A video shows an explosion as the vehicle driven by his brother Elakh Akhmatkhanov, 17, raced towards a busy intersection.

The car then sped round a corner hitting and killing a policeman.

It crashed into a police vehicle injuring three others including a woman.

The boys were shot by police seconds after the attack – not realising they were underage.

Their blood-drenched bodies were later seen on the road being examined by police.

The fatal atrocity was in August but the video – seen to highlight the sickening use of children by IS – has only now emerged in Russia.

In the footage, the boy is asked questions by an unseen man making the film.

The child replies: “Allah created me in order to lift up high the banner of Allah…with the help of blood.”

He claims the “law of Allah” no longer holds sway in his homeland and “they are killing my brothers and sisters…”

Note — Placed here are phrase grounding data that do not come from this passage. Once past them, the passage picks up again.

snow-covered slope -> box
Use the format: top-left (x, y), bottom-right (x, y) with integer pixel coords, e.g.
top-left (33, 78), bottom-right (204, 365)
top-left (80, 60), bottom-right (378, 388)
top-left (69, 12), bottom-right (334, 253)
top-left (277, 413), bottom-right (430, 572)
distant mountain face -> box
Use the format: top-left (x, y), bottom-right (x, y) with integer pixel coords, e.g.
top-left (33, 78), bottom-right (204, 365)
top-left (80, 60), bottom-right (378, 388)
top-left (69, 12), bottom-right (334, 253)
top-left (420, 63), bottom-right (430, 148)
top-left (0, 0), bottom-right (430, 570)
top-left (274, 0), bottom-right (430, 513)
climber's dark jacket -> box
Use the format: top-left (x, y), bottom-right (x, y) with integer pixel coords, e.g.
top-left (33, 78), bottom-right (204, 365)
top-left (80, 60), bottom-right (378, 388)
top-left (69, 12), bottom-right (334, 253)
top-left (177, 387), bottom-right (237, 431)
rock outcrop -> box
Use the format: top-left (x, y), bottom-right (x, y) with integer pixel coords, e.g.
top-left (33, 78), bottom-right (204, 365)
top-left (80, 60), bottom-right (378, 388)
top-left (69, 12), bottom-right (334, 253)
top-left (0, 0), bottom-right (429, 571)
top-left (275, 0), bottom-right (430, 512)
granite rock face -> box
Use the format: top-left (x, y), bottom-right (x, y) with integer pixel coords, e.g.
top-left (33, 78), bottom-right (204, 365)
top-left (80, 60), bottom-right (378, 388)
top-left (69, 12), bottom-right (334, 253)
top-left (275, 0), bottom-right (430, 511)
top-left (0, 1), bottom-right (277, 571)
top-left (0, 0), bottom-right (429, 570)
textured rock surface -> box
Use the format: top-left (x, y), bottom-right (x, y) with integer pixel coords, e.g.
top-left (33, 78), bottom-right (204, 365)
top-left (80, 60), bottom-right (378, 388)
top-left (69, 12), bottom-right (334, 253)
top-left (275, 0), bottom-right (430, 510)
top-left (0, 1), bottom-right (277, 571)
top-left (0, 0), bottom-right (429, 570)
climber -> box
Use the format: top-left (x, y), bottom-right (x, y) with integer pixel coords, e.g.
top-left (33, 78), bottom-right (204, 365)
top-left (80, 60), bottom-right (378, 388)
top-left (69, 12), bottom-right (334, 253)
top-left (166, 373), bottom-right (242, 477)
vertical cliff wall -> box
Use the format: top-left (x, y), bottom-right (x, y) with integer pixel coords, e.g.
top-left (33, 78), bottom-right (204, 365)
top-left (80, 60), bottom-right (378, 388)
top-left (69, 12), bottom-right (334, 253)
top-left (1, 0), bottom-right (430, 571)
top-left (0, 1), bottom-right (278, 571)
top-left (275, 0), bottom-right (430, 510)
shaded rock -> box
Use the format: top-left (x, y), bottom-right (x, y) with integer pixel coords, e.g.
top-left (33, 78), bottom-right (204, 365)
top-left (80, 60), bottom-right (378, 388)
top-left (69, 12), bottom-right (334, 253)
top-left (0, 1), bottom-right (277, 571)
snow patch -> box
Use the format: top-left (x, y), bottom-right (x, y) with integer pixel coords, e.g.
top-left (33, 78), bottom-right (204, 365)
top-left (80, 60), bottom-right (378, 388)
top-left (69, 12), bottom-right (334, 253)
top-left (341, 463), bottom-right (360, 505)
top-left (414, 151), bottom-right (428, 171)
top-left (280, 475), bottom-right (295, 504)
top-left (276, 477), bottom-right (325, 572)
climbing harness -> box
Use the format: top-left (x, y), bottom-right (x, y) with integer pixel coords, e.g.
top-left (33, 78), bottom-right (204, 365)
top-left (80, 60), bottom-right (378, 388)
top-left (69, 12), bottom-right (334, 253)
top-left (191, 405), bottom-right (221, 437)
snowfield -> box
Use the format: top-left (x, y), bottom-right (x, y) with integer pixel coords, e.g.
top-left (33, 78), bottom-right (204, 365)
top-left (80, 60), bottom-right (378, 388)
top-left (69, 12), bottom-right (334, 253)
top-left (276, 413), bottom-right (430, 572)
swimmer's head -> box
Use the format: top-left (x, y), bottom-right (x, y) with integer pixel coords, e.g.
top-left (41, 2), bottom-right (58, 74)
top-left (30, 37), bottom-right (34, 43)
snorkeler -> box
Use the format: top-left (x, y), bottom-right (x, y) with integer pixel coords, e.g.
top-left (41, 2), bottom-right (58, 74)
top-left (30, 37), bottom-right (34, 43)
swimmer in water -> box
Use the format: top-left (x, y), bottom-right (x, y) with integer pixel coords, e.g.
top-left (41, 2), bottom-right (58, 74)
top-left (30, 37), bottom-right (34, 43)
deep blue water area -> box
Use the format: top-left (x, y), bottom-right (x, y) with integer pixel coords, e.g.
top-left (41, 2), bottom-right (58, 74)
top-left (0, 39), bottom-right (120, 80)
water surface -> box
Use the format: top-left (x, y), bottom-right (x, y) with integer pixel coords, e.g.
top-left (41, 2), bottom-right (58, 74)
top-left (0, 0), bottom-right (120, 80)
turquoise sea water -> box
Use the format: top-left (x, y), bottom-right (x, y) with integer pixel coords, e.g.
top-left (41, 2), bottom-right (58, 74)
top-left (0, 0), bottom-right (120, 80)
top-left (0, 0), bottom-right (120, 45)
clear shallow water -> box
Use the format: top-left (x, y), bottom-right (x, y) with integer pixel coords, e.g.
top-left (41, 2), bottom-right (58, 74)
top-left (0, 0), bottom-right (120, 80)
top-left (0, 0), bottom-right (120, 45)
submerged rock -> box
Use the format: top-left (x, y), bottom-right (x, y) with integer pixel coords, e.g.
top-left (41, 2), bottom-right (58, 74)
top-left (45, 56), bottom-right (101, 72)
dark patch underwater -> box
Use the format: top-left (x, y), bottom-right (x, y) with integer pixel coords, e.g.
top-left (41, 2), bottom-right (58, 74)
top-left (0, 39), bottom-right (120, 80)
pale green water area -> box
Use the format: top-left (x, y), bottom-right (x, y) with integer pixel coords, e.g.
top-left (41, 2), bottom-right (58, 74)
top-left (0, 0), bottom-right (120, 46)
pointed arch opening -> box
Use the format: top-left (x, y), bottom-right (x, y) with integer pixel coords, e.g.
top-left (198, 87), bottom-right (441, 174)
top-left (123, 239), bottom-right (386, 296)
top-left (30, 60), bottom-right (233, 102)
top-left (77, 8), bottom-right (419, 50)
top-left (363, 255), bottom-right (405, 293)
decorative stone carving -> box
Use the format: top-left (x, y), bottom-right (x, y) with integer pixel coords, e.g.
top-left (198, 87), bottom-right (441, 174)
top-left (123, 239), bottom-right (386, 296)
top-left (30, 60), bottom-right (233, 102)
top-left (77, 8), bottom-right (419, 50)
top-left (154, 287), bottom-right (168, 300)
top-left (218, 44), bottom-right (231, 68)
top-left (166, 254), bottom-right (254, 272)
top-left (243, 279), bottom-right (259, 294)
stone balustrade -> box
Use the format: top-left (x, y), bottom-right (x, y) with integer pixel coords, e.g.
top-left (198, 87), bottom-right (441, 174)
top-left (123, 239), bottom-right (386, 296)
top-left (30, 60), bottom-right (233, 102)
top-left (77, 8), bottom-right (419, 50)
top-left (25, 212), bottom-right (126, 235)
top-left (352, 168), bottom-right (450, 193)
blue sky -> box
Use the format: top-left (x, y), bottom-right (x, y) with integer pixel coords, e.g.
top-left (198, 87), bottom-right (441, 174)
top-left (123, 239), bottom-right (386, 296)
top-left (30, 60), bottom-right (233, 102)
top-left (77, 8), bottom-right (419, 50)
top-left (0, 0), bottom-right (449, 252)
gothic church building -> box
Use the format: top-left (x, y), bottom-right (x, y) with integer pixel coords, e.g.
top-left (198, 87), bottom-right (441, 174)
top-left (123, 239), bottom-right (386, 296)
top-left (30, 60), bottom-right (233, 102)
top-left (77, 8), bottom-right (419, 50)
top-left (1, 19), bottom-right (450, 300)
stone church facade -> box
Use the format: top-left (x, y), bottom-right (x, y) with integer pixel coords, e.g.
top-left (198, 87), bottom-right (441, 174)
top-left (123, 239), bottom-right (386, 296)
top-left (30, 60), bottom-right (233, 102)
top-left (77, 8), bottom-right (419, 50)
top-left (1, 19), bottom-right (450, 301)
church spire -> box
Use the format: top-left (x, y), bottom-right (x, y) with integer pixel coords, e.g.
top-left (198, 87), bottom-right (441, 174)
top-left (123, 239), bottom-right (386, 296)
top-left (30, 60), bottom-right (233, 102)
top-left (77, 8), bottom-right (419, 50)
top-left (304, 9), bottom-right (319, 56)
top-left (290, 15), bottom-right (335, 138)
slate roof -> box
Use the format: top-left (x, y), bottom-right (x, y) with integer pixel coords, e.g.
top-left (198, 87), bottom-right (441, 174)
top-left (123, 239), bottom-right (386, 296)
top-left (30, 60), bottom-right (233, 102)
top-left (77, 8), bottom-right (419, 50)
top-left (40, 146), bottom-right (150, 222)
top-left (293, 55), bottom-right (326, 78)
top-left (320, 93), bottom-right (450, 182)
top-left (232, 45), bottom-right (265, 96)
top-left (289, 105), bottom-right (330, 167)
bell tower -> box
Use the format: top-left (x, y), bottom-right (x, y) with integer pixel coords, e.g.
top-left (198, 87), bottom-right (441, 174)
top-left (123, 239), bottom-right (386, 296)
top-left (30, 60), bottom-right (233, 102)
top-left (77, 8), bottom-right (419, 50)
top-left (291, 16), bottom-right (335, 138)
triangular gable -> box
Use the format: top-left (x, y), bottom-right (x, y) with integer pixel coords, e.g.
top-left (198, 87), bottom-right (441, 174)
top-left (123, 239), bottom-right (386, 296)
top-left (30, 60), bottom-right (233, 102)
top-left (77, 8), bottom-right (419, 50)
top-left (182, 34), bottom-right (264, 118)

He vowed: “As soon as we get to you, we will cut off your heads, and they will fly away…”

The policeman was instantly killed in the car attack involving the boy and his teenage brother.

A bomb device controlled by the 11-year-old exploded sooner than expected in the car, but did not kill the brothers.

They died from police shots, say reports.

This was one of a series of attacks staged by male cousins ages from 11 to 18 on August 20.

A family member later said the boys has been “zombified” by the Islamic State and warned IS had “gotten to the children”.

He asked: “What can you say to a mother whose sons were killed at same time, who knows that neither one will come back?

“It's better to have daughters than sons.”

The cases highlight the threat of “child terrorism” in Chechnya, a region of Russia hit by two wars since the breakup of the Soviet Union.

Chechen leader Ramzan Kadyrov, appointed by Vladimir Putin, claimed the attacks were aimed to "create an illusion that there are some forces capable of organising armed actions and terrorist attacks" in his region.

Despite strongman Kadyrov appearing to control the region, Ekaterina Sokirianskaia, director of the Conflict Analysis and Prevention Centre, has said: “We are seeing the rise of a new generation of Chechen jihadists.

“This protest is ripening in Chechen society. It has already ripened, but the older generation was worn out by war.”

She added: “These kids are rising up not against war but against Kadyrov, in the most meaningless and radical way.”

Other attacks the same day involved an alleged suicide bomber, a policeman killed by firearms, and another checkpoint attack.